Introduction
Introduction Statistics Contact Development Disclaimer Help
# taz.de -- Freie Liebe oder Männermord: Er unterwirft sich gern
> In Herbert Kapfers neuem Roman diskutiert eine WG in den 1970er Jahren
> feministische Theorien. Reden wir heute noch ähnlich über Sex und
> Partnerschaft?
Bild: 68er Jahre: Die WG als Experimentierfeld für alternative Lebensmodelle
Die Unterdrückung der Frau ist nicht gottgegeben. Gottgewollt vielleicht
schon, „denn der Mann ist des Weibes Haupt“, wie es im Neuen Testament
heißt, aber natürlich eben keineswegs. Aus der Tierwelt jedenfalls sind
wenige Beispiele bekannt, wo der weibliche Teil trotz anhaltend schlechter
Behandlung bei seinem männlichen Partner verbleibt.
Und auch unter Zweibeinern, davon geht man heute zumindest aus, wurden die
Frauen erst unterjocht, als die ersten Menschen begannen, sesshaft zu
werden und die Arbeitskräfte anders einzuteilen. Die Unterdrückung der Frau
steht mit der Entstehung von Eigentum demnach durchaus in Zusammenhang –
kein Wunder also, dass feministische Kämpfe kaum von linken Fragestellungen
zu trennen sind.
In den letzten Jahren des allgemeinen konservativen bis rechtsextremen
Rollbacks sind sie leiser geworden, jene moderaten Stimmen, die dem
Feminismus im neuen Jahrtausend seine Daseinsberechtigung abstritten und
als Relikt aus den 70ern abtaten.
In jenem Jahrzehnt, der Hochphase des radikalen Feminismus, spielt auch
Herbert Kapfers neuer Roman. „Der Planet diskreter Liebe“ umkreist eine
linke Wohngemeinschaft in München, die diskutiert und dichtet, Protestsongs
spielt und sich nicht so ganz einigen kann, was zuerst erfolgen sollte: die
sexuelle oder die Weltrevolution.
## Erotisierung der Arbeit
Vielleicht funktioniert auch beides zugleich. Kai, einer der
WG-Bewohner:innen, ist (wie Adorno und Marx übrigens auch) Anhänger [1][der
frühsozialistischen Theorien Charles Fouriers] und der von ihm geforderten
„Erotisierung der Arbeit“; zusammen leben, zusammen lieben.

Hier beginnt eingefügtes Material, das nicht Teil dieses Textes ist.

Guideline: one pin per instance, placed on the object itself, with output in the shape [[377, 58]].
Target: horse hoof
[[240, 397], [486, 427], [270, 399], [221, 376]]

„Freiheit in der Liebe ist mit der Zivilisierten und Barbarischen Ordnung
nicht vereinbar“, stellte Fourier denn in „Aus der neuen Liebeswelt“
bereits 1816 fest und war damit sehr früh dran. Beziehungen mit mehr als
einer Person sollten in der von ihm „Harmonie“ genannten Utopie möglich
sein, auch das „homosexuelle Tabu“ bestünde nicht mehr. Die Pflege der
Leidenschaften nimmt bei Fourier viel Zeit in Anspruch: Die „Liebe wird zur
Hauptbeschäftigung“.
Womöglich ist es diese Hingabe an den Trieb, die Kai so begeistert, denn
der junge Revolutionär unterwirft sich gern. Mit seiner Mitbewohnerin Bea
geht er eine sadomasochistische Beziehung ein, Stiefel, Peitschen und
wohlportionierte Demütigungen kommen als Werkzeuge zum Einsatz.
Die Sexszenen gehören dabei zum schwächeren Teil des eigentlich anregenden
Romans Kapfers. Endlos werden die Fußbewegungen Beas auf Kais Körper
beschrieben, auch die im Wechsel servile und herrische Hundesprache hat man
irgendwann satt. Doch so wichtig ist der Plot eigentlich ohnehin nicht.
Lieber lässt man sich einsinken in die dicke theoretische Polsterung, die
die Figuren und ihre Handlungen umgibt.
## Vernichtung aller Männer
Bea fährt nämlich das gegenteilige Theorieprogramm zu Kai und Fourier auf.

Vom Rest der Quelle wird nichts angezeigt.